Derivatives Flashcards
What is a derivative instrument?
A financial contract whose value is derived from the price of an underlying asset.
True or False: Derivatives can be used for hedging and speculation.
True
Fill in the blank: The two main categories of derivatives are _______ and _______.
exchange-traded derivatives; over-the-counter derivatives
What is an example of an exchange-traded derivative?
Futures contracts
What is an example of an over-the-counter derivative?
Swaps
Multiple Choice: Which of the following is NOT a type of derivative? A) Option B) Bond C) Future D) Swap
B) Bond
What does ‘hedging’ mean in the context of derivatives?
Reducing the risk of adverse price movements in an asset.
Define ‘futures contract’.
A standardized contract to buy or sell an asset at a predetermined price at a specified time in the future.
True or False: Over-the-counter derivatives are traded on a formal exchange.
False
What is the primary regulatory body for derivatives in the United States?
Commodity Futures Trading Commission (CFTC)
What is a ‘swap’?
A derivative contract in which two parties exchange cash flows or other financial instruments.
Multiple Choice: Which of the following is a characteristic of exchange-traded derivatives?
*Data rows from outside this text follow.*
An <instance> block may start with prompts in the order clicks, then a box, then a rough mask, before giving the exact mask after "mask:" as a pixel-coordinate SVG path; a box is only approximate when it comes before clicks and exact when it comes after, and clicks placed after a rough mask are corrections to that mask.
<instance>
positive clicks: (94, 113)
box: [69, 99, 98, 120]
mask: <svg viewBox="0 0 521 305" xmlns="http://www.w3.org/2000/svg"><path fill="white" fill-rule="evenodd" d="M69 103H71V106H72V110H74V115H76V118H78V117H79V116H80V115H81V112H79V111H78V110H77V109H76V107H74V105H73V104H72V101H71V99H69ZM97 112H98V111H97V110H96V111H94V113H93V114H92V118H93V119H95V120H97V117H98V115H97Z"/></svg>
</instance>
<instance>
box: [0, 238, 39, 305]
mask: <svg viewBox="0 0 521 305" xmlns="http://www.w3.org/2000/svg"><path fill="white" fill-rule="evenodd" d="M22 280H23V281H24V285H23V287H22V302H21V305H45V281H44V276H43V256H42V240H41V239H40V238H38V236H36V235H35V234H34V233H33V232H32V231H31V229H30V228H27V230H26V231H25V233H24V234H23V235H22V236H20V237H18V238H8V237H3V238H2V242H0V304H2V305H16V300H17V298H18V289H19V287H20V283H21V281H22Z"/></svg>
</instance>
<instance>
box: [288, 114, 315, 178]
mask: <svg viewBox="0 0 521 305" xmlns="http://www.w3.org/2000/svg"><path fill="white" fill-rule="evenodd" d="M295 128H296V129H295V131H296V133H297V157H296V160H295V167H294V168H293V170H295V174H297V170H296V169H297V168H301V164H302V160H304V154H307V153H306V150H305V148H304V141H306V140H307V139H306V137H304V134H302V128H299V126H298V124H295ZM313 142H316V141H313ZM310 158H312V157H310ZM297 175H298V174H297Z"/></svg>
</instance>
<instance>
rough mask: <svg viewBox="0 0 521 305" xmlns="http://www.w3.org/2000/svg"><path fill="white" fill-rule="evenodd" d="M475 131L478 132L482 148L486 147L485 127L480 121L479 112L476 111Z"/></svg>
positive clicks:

A) Customizable B) Standardized C) Illiquid D) Unregulated
B) Standardized
What is the main advantage of using exchange-traded derivatives?
Increased transparency and reduced counterparty risk.
Fill in the blank: A _______ option gives the holder the right to buy an underlying asset.
call
What is a ‘put option’?
A financial contract that gives the holder the right to sell an underlying asset at a specified price before expiration.